Una noche que cenaba en mi casa —ya había conseguido trabajo en el aparcamiento de Nueva York— se inclinó por encima de mi hombro mientras yo estaba escribiendo a máquina a toda velocidad y dijo:
—Vamos, hombre, aquellas chicas no pueden esperar, termina en seguida.
—Es sólo un minuto —dije—. Estaré contigo en cuanto termine este capítulo —y es que era uno de los mejores capítulos del libro.
Después me vestí y volamos hacia Nueva York para reunimos con las chicas. Mientras íbamos en el autobús por el extraño vacío fosforescente del túnel Lincoln nos inclinábamos uno sobre el otro moviendo las manos y gritando y hablando excitadamente, y yo estaba empezando a estar picado por el mismo bicho que picaba a Dean. Era simplemente un tipo al que la vida excitaba terriblemente, y aunque era un delincuente, sólo lo era porque quería vivir intensamente y conocer gente que de otro modo no le habría hecho caso. Me estaba exprimiendo a fondo y yo lo sabía (alojamiento y comida y «cómo escribir», etc.) y él sabía que yo lo sabía (ésta ha sido la base de nuestra relación), pero no me importaba y nos entendíamos bien: nada de molestarnos, nada de necesitarnos; andábamos de puntillas uno alrededor del otro como unos nuevos amigos entrañables. Empecé a aprender de él tanto como él probablemente aprendió de mí.
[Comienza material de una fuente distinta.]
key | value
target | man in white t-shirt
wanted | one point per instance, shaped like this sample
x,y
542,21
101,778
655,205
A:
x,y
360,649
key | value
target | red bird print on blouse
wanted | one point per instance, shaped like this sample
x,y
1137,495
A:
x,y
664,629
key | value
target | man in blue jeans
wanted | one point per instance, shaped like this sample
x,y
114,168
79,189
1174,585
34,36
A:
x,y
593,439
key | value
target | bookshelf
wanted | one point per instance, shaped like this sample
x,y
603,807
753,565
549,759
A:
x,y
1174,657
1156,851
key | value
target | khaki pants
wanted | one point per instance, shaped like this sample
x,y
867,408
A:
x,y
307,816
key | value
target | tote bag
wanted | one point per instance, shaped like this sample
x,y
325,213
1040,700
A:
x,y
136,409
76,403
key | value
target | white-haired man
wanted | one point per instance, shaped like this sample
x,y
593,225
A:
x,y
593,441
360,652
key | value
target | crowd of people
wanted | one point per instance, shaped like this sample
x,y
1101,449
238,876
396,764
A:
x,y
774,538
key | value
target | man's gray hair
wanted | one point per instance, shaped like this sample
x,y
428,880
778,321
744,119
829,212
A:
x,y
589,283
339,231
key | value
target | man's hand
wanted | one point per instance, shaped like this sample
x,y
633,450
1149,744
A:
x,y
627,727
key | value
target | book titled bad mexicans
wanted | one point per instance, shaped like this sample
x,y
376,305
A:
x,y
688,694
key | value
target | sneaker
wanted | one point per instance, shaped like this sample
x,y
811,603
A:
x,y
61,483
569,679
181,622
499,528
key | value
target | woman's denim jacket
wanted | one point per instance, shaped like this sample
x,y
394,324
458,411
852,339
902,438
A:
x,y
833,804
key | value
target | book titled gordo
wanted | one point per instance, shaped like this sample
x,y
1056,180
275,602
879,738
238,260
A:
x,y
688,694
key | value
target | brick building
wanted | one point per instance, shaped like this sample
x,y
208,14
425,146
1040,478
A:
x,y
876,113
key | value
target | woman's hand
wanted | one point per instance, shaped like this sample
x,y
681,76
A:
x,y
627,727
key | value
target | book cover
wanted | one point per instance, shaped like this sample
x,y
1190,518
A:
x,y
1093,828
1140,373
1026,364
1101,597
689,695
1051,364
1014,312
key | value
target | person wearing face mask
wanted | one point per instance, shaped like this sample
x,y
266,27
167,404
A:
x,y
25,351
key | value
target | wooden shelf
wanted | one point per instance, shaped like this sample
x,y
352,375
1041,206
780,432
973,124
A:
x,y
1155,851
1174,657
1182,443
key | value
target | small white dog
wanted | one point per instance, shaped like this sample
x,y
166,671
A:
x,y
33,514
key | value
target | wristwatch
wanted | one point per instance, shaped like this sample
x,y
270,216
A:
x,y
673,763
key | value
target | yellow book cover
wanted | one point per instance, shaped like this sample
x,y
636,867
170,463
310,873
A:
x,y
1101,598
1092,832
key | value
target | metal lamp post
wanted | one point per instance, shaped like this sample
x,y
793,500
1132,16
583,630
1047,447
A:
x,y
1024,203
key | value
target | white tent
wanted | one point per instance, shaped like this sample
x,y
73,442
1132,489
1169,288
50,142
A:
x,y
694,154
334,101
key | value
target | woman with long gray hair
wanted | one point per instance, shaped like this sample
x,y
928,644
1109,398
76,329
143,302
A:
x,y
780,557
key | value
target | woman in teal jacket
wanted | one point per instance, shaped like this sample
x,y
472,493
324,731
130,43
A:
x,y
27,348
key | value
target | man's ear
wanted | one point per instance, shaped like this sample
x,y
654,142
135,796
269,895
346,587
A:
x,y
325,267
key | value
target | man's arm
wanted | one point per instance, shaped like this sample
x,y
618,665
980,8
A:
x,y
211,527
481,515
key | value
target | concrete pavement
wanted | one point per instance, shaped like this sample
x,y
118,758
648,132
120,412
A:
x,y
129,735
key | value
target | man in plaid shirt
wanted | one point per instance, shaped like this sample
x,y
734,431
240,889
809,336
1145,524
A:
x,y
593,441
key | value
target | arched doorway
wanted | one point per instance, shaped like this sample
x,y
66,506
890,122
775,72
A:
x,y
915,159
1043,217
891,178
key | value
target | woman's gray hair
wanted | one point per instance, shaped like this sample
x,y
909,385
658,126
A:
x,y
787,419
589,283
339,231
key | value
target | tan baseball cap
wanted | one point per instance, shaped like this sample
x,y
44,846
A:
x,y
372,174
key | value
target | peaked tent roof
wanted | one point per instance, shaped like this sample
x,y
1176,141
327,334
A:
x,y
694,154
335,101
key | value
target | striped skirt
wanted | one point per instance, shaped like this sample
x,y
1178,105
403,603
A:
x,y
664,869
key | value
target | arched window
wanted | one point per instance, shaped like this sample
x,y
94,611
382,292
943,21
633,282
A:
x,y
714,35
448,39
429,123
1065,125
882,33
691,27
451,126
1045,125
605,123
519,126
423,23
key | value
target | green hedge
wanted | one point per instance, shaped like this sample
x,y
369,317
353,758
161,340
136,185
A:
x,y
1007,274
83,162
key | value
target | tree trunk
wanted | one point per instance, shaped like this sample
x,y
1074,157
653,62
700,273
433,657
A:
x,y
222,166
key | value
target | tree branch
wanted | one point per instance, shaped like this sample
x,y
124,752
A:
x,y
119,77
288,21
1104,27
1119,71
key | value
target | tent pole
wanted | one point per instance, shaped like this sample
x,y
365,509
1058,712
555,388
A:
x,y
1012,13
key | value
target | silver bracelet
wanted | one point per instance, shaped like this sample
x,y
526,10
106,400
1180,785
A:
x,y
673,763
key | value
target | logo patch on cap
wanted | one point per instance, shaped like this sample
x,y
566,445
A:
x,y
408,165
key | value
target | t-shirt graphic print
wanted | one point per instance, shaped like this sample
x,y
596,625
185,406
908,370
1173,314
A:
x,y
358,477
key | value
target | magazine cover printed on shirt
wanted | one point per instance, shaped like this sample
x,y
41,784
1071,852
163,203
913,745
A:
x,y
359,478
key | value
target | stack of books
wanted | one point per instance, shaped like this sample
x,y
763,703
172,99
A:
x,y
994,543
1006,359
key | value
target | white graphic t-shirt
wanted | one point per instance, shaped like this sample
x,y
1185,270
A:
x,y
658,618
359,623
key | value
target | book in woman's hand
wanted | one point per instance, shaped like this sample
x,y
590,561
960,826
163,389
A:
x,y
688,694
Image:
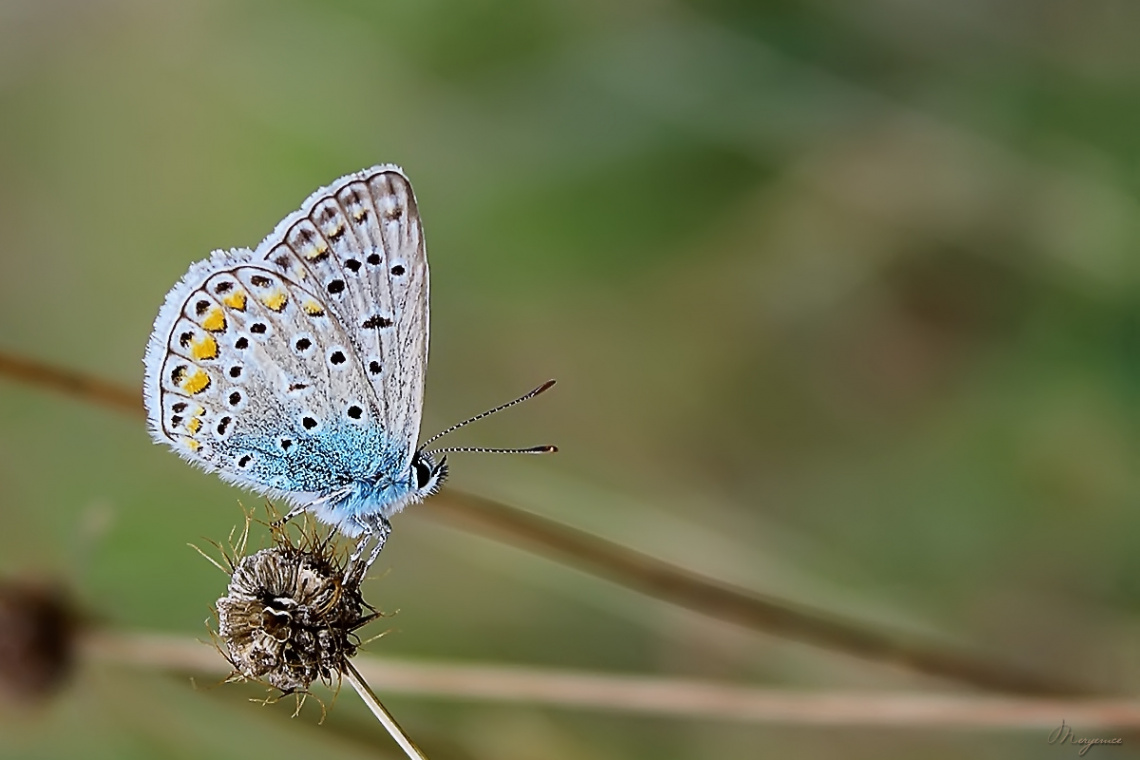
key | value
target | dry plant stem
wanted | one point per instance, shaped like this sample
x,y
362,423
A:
x,y
711,597
382,714
652,695
646,574
72,383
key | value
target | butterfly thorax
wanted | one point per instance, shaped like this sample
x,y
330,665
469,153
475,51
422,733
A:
x,y
356,506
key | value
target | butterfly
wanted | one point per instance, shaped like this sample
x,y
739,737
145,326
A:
x,y
296,369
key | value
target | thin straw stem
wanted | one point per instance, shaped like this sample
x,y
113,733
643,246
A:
x,y
653,577
382,714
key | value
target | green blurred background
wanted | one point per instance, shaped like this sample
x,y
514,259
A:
x,y
843,299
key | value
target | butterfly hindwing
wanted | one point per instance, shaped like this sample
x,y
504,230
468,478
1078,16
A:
x,y
257,381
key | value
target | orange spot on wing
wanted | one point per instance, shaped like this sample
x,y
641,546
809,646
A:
x,y
214,321
204,349
196,381
236,300
276,300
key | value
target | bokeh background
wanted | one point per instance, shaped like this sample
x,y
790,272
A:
x,y
844,301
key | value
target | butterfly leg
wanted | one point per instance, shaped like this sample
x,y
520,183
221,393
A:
x,y
292,513
379,530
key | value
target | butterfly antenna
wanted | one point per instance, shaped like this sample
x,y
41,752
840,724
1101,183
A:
x,y
482,449
526,397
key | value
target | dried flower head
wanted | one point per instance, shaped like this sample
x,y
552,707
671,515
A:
x,y
291,613
38,637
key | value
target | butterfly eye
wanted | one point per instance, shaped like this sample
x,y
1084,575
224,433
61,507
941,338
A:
x,y
423,472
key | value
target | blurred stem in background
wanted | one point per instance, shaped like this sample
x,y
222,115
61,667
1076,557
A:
x,y
650,575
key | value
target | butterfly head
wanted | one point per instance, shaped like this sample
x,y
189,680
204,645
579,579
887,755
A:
x,y
428,475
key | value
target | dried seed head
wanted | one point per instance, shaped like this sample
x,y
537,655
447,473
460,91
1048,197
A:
x,y
38,637
288,617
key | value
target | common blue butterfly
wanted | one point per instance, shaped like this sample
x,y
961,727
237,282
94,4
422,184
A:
x,y
296,369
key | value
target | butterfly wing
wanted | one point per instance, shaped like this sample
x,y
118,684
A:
x,y
359,244
249,375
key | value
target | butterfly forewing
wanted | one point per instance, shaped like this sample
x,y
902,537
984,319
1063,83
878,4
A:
x,y
359,244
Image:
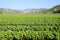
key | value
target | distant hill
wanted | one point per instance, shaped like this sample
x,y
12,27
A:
x,y
55,9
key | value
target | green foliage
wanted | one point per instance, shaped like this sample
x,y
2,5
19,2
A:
x,y
29,26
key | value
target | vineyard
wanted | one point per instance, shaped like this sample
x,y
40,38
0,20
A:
x,y
29,26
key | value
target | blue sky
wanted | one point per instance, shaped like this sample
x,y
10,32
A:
x,y
26,4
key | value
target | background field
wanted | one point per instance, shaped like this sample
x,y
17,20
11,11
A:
x,y
29,26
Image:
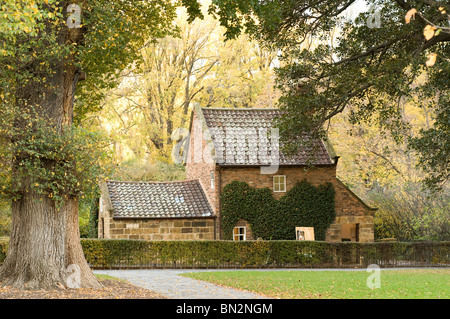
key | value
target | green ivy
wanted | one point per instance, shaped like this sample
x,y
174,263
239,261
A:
x,y
303,206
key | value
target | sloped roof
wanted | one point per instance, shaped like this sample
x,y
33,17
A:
x,y
179,199
243,137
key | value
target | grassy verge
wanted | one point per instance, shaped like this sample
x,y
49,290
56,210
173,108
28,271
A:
x,y
395,284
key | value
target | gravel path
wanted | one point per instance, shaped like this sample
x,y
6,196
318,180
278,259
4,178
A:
x,y
168,283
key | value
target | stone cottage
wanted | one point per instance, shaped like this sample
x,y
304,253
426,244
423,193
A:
x,y
242,144
155,211
221,146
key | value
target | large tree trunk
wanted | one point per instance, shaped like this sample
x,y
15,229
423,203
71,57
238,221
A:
x,y
45,250
36,254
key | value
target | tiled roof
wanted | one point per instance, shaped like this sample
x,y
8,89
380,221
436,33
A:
x,y
158,199
229,128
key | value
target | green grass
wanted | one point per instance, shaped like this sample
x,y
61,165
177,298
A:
x,y
395,284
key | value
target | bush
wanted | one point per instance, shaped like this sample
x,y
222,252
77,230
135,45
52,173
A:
x,y
125,253
103,253
303,205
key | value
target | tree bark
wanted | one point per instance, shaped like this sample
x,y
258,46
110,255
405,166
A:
x,y
45,250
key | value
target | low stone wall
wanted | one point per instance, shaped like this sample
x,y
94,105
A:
x,y
161,229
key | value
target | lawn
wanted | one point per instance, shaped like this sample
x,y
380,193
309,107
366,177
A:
x,y
291,284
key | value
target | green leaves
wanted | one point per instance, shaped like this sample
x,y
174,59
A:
x,y
303,205
59,165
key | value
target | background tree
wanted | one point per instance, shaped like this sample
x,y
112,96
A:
x,y
193,66
396,51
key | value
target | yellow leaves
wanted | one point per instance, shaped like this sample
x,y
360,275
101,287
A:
x,y
431,59
428,32
410,14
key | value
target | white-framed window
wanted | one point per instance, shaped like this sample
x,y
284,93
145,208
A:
x,y
279,183
239,233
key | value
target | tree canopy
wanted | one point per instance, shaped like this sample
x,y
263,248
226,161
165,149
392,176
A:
x,y
396,52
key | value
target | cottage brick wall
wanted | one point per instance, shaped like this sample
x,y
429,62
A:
x,y
157,229
349,209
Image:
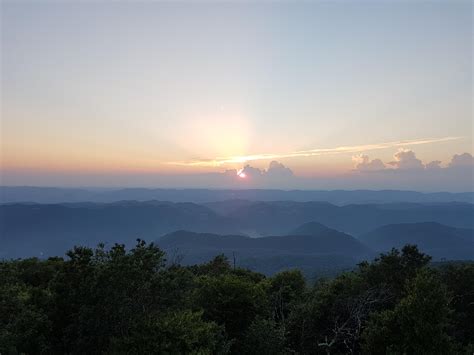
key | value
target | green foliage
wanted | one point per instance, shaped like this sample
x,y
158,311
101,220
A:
x,y
417,325
123,301
264,337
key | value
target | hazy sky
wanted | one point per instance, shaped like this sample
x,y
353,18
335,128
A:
x,y
105,93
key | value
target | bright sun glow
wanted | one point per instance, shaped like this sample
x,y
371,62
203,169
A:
x,y
241,173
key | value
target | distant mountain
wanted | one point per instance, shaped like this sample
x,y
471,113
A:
x,y
438,240
311,228
338,197
28,229
329,250
44,230
278,217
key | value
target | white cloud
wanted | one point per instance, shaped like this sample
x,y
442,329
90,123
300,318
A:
x,y
435,164
276,169
365,164
462,160
217,161
406,159
251,172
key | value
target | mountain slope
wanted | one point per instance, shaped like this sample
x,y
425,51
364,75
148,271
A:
x,y
436,239
328,251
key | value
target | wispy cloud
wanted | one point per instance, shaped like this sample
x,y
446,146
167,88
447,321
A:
x,y
217,161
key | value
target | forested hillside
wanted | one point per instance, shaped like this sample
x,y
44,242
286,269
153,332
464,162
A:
x,y
138,301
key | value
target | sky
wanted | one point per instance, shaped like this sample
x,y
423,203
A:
x,y
332,94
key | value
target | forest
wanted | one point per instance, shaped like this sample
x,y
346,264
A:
x,y
117,301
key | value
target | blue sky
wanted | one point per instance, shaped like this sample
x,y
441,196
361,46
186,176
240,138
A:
x,y
161,88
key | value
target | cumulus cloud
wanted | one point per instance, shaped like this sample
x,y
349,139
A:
x,y
435,164
406,159
250,171
365,164
462,160
276,169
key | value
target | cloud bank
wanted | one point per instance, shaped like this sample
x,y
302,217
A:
x,y
406,160
309,153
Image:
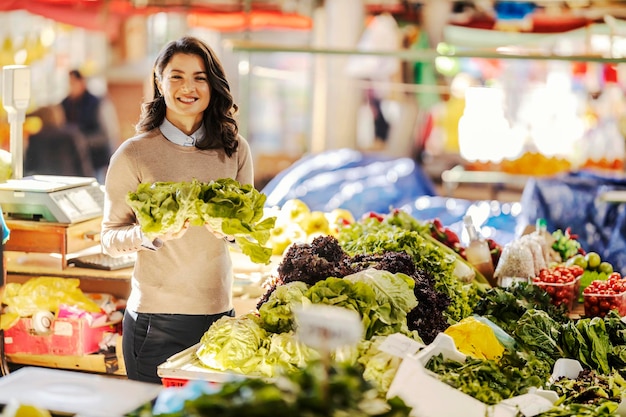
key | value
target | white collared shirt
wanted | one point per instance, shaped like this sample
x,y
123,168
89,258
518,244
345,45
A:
x,y
178,137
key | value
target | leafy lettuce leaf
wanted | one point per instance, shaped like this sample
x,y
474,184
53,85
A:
x,y
234,209
277,312
235,344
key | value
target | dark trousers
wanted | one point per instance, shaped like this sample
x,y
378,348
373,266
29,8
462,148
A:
x,y
150,339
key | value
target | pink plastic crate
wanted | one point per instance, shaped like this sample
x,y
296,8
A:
x,y
68,337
En lo que respecta a mi trabajo decía:
—Sigue, todo lo que haces es bueno.
Miraba por encima del hombro cuando escribía relatos gritando: —¡Sí! ¡Eso es! ¡Vaya! ¡Fuuu! —y secándose la cara con el pañuelo añadía—: ¡Muy bien, hombre! ¡Hay tantas cosas que hacer, tantas cosas que escribir! Cuánto se necesita, incluso para empezar a dar cuenta de todo sin los frenos distorsionadores y los cuelgues como esas inhibiciones literarias y los miedos gramaticales...
—Eso es, hombre, ahora estás hablando acertadamente —y vi algo así como un resplandor sagrado brillando entre sus visiones y su excitación. Unas visiones que describía de modo tan torrencial que los pasajeros del autobús se volvían para mirar «al histérico aquel». En el Oeste había pasado una tercera parte de su vida en los billares, otra tercera parte en la cárcel, y la otra tercera en la biblioteca pública [...]
Jean-Louis Lebris de Kerouac nació en Lowell, Massachussets, el 12 de marzo de 1922. En la adolescencia destacó como deportista, pero una lesión y la pelea con su entrenador en la Universidad de Columbia minaron una prometedora carrera en el fútbol americano. Lo expulsaron del ejército por demencia precoz y se enroló en la marina mercante. Luego se instaló en la Nueva York e hizo amistad con Allen Ginsberg, Neal Cassady y Williams Borroughs. La cirrosis lo condujo al otro lado del camino el 21 de octubre de 1969, cuando aún no había cumplido los 48 años.